# Samsung p2370ms led monitor for ps3 and tv



## santoshk87 (Aug 10, 2011)

I am planning to buy samsung p2370ms monitor for playing games on ps3 and connecting it to my tata sky hd box for viewing tv. Will it be good for using as a tv for most of the time (with tata sky) and occasionally playing games on ps3 ? My budget is 15000 INR, so cannot buy a similar led hdtv.

But now i found out that samsung p2370ms is lcd, not led. I want a similar 23" hd led monitor which can connect to tata sky hd directly without any tv tuner card. Please suggest any good LED monitor which has mutiple connectivity options like samsung p2370ms.


----------



## thetechfreak (Aug 10, 2011)

DELL Ultrasharp U2311H	

and refer a bit to this thread -
*www.thinkdigit.com/forum/peripherals/144334-how-connect-tata-sky-my-pc.html


----------



## santoshk87 (Aug 11, 2011)

Dell U2311H doesnt have HDMI. also its not LED. i dont want any tv tuner card. I want a 23" LED monitor which can be connected directly to Tata sky hd box and ps3. And if i want to settle for lcd, I can buy Samsung p2370 ms as well which has plethora of connectivity options.


----------



## santoshk87 (Aug 11, 2011)

Dell U2311H does not have HDMI. Also it is LCD. I want a 23" LED monitor which can be connected to tata sky hd box directly without a tv tuner card. And if i have to settle for LCD itself, i can very well buy samsung p2370ms which has a plethora of connectivity options.

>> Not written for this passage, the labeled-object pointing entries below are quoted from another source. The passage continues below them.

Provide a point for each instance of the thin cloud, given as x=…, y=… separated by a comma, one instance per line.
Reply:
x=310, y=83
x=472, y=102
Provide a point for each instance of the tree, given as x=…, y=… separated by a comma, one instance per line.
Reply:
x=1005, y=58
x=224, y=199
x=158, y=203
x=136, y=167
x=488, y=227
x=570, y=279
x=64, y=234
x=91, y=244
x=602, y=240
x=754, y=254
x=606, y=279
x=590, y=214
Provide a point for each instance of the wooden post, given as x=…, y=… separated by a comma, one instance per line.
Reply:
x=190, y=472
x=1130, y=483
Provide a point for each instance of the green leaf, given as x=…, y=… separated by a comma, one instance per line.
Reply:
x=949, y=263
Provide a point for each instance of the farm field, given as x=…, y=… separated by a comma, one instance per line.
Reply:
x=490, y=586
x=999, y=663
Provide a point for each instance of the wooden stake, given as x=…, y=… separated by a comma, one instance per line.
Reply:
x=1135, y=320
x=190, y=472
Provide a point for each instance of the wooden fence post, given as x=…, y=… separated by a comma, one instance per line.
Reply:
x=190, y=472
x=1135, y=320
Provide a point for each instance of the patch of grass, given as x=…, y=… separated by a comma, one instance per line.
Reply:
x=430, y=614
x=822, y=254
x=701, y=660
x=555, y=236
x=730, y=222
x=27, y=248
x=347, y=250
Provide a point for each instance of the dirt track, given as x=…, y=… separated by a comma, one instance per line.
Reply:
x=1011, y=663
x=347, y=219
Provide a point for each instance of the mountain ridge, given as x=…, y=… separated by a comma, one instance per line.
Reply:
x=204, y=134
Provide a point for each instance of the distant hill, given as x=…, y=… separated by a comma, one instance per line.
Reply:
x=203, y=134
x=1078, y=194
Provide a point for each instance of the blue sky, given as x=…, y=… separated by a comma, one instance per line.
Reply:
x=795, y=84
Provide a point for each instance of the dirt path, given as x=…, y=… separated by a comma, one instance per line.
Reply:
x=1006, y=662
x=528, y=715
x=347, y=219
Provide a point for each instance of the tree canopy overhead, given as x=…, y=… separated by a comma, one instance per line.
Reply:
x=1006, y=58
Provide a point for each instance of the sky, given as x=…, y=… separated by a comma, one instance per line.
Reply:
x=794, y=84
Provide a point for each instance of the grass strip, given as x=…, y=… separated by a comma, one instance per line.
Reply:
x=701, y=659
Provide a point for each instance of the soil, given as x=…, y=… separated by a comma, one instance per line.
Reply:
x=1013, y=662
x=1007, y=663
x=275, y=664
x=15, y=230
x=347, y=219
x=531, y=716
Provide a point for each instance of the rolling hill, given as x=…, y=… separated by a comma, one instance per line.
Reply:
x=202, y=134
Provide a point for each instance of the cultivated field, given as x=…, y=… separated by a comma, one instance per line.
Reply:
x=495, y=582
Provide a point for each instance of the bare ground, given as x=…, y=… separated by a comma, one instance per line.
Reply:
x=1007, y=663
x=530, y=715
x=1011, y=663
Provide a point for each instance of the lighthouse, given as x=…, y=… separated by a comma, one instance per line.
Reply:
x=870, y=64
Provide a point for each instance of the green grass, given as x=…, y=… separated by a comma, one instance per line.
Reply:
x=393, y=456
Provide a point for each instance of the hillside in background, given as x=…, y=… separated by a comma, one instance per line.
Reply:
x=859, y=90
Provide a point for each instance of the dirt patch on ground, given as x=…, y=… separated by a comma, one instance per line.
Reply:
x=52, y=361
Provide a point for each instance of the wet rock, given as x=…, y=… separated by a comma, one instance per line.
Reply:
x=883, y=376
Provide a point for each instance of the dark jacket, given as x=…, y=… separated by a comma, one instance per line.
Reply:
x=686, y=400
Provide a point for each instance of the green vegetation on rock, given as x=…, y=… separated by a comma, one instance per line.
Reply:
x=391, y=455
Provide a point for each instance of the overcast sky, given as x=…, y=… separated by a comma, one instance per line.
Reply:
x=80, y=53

Please suggest a good 23" LED monitor which can be connected directly to tata sky hd box without a tv tuner card. It will be used as a tv for most of the time.


----------



## d6bmg (Aug 11, 2011)

santoshk87 said:


> Dell U2311H does not have HDMI. Also it is LCD. I want a 23" LED monitor which can be connected to tata sky hd box directly without a tv tuner card. And if i have to settle for LCD itself, i can very well buy samsung p2370ms which has a plethora of connectivity options.
> 
> Please suggest a good 23" LED monitor which can be connected directly to tata sky hd box without a tv tuner card. It will be used as a tv for most of the time.



I would suggest you to increase your budget a bit if you want to go for LED monitors.


----------



## santoshk87 (Aug 11, 2011)

I saw Benq EW2430 V which is a 24" led monitor. cost is 17,200 i guess. Will it be good when compared to samsung 2370 ms. Main function will be tv usage with tata sky hd.


----------